Viajaron en silencio durante un par de millas. Al fin Della Street se aventuró a preguntar:

—¿Por qué quería usted que el sargento Holcomb se apoderara de aquel equipaje?

—Porque necesitábamos pruebas. Yo no quería desenmascarar a Weyman hasta contar con algo concreto. Weyman era tan hábil que consiguió engañarme. Cuando comprobé la verdad, pensé que eludiría la situación y que me sería necesario hacer algunas acusaciones en plena audiencia. Weyman no tenía absolutamente nada que temer de nadie excepto de una persona. Esta persona era el doctor James Wallace. Sabiendo que el doctor figuraría probablemente como testigo en la investigación de la muerte de Jason Braun, no podía yo creer que Weyman tuviese la audacia de comparecer por la sala. Pero ahí fue donde Weyman fue más astuto de lo que yo le suponía. Si hubiese rehusado obedecer la citación, ello habría sido una circunstancia acusadora por sí misma. Por eso Weyman nos burló a todos alegando que se le había infectado el rostro, y vendándose de tal manera que nadie en absoluto pudiera reconocerle.

»Yo creí, claro está, que en cuanto Holcomb estuviese sobre la pista, sacudiría a Trader y Rosa Hendrix hasta hacerles soltar todas las ciruelas. Pero para entonces nuestro buque estaría ya navegando. Quien más me ha ayudado a conseguir mi final espectacular y vertiginoso ha sido Scanlon. Le expliqué en líneas generales lo que perseguía y accedió a dejarme las manos libres, dentro de límites razonables».

—¿Y por qué no se lo contó también al sargento Holcomb?

Mason rió entre dientes.

—En primer lugar —dijo—, Holcomb habría tratado de atribuirse todo el mérito, y, en segundo, no habría querido cooperar. No se habría decidido a buscar el equipaje de Diana Morgan, de no haberle hecho creer que contenía algunas cosas que podían comprometernos a usted y a mí.

—¿Cómo fue que llegó usted a sospechar de Weyman, jefe?

—Empecé a fijarme en el detalle de que él y Prescott se mudaron a la barriada casi al mismo tiempo… hace seis meses. Sabiendo que si se había realizado un cambio de víctimas en el camión, el hombre que fue al hospital tuvo que recibir tratamiento médico, y recordando que el doctor Wallace había dicho que las heridas eran faciales y superficiales, lo extraño es que yo no sospechase de Weyman.

—¿Intervino Trader en el asesinato de Prescott? —preguntó Della.

—No. No se enteró de él hasta después, porque se dirigió directamente a entregar los bultos en el garaje de Prescott. Luego, al enterarse del asesinato, y comprender que la policía registraría el garaje, llevó la mercancía al piso de Diana Morgan, de donde volvió a sacarla anoche, oculta en el interior de gran número de costosos baúles, cajones y maletas.

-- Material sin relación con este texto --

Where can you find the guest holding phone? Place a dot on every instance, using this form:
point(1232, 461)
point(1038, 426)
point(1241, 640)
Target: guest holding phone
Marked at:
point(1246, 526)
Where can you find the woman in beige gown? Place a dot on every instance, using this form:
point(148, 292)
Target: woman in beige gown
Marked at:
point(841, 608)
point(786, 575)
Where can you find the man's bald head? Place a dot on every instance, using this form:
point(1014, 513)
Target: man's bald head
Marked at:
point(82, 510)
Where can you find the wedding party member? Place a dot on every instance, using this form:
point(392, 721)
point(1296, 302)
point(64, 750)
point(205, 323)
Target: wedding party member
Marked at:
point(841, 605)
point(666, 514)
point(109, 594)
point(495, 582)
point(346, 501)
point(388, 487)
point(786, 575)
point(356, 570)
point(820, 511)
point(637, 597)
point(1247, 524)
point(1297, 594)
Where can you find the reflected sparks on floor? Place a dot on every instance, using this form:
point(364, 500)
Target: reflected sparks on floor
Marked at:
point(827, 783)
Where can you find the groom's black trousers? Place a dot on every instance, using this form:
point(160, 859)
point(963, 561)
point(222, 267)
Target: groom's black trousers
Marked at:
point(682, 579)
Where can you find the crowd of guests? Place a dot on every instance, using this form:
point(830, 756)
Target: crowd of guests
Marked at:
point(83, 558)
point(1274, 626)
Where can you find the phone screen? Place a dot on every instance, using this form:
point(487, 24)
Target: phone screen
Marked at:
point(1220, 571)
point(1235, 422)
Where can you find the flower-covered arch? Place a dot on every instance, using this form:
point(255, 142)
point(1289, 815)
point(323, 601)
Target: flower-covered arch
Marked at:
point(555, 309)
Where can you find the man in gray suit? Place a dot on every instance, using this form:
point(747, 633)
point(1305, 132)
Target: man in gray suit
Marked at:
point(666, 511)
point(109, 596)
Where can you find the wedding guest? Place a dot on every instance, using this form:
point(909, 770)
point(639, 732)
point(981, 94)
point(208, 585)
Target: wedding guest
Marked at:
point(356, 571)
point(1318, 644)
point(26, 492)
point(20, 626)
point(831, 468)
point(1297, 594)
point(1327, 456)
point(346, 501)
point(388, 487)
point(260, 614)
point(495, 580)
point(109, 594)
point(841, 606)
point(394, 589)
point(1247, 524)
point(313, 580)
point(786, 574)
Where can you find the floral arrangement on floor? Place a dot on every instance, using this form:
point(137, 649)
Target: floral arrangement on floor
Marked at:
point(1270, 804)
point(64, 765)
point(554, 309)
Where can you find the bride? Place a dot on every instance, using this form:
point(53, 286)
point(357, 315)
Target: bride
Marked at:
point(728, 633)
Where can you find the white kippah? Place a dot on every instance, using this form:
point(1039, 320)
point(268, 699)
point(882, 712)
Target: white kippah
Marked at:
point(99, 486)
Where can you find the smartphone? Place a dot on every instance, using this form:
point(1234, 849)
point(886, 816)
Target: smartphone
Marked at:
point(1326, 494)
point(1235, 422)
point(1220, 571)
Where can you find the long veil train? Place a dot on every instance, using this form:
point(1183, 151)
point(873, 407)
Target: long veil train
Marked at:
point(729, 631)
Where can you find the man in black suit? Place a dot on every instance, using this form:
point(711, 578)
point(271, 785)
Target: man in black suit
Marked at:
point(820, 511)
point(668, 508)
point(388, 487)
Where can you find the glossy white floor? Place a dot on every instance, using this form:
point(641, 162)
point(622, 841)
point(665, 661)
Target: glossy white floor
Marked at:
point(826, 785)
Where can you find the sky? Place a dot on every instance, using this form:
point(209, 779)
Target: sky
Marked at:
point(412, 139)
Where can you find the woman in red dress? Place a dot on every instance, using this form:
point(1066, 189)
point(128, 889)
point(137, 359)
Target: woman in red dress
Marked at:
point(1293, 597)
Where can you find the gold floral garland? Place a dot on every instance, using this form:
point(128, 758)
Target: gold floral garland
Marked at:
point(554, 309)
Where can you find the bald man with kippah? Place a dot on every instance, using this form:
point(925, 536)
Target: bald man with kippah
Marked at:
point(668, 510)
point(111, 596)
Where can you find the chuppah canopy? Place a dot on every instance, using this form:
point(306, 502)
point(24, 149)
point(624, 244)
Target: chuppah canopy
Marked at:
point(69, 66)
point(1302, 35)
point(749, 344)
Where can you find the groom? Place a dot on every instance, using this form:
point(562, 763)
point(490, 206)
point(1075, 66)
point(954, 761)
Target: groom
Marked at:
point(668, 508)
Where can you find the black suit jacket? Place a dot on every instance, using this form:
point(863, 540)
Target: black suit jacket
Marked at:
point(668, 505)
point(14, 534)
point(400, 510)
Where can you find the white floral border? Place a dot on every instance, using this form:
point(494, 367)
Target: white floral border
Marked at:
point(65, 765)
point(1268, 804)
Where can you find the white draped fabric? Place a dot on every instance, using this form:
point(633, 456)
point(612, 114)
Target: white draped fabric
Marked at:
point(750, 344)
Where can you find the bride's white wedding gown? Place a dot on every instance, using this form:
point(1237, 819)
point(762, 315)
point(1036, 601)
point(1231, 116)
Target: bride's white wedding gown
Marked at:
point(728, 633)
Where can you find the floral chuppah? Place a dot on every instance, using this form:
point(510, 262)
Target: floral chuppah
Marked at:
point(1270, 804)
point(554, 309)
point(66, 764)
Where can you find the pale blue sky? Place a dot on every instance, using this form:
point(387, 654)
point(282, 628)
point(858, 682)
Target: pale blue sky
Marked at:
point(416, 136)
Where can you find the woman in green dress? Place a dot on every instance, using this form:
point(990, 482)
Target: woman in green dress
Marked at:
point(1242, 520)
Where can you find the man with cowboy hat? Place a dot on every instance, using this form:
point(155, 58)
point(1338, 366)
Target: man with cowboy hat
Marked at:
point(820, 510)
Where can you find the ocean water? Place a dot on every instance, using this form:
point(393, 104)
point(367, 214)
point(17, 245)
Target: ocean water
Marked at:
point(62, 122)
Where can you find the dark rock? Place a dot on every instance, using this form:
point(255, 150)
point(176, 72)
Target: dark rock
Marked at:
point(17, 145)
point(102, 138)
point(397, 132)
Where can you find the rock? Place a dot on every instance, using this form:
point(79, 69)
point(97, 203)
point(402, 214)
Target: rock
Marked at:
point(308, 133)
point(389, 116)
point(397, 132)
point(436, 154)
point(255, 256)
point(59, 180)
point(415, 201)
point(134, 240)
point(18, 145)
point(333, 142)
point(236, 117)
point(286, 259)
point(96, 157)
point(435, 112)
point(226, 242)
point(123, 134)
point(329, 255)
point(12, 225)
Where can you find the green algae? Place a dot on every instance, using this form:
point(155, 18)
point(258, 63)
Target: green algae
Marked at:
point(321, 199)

Della Street quedó durante unos momentos profundamente pensativa.

—¿Por qué apoyó Weyman a Driscoll jurando que le había visto en el teléfono? —preguntó al fin.

Mason se echó a reír.

—Porque era astuto como un diablo. No le importaba nada Driscoll, pero jurando, al parecer forzadamente, que le había visto desde aquel punto de la calle, se proporcionaba a sí mismo una coartada para el caso de que alguien le preguntase dónde se encontraba en el momento de ocurrir el accidente de auto. Fue un acto muy hábil. Le habló de ello a su mujer, sabiendo que ésta se lo diría a la señora Anderson, a quien el abogado de Driscoll no dejaría de interrogar. El procedimiento engañó a todos. Yo podía dudar de si fue Jimmy Driscoll a quien vio en el teléfono, pero estableció tan hábilmente su coartada que tardó bastante en ocurrírseme que Weyman estuviese entonces en el camión en vez de estar en la calle.

—Muy bien —dijo Della—. Ya sé lo suficiente para figurármelo todo. Si hay algunos cabos sueltos yo misma puedo atarlos. Ahora atienda a la conducción, pues la carretera parece cada vez más concurrida y por lo tanto peligrosa.

Mason deslizó una mirada a su reloj de pulsera, frunció el ceño y pisó el acelerador hasta el suelo.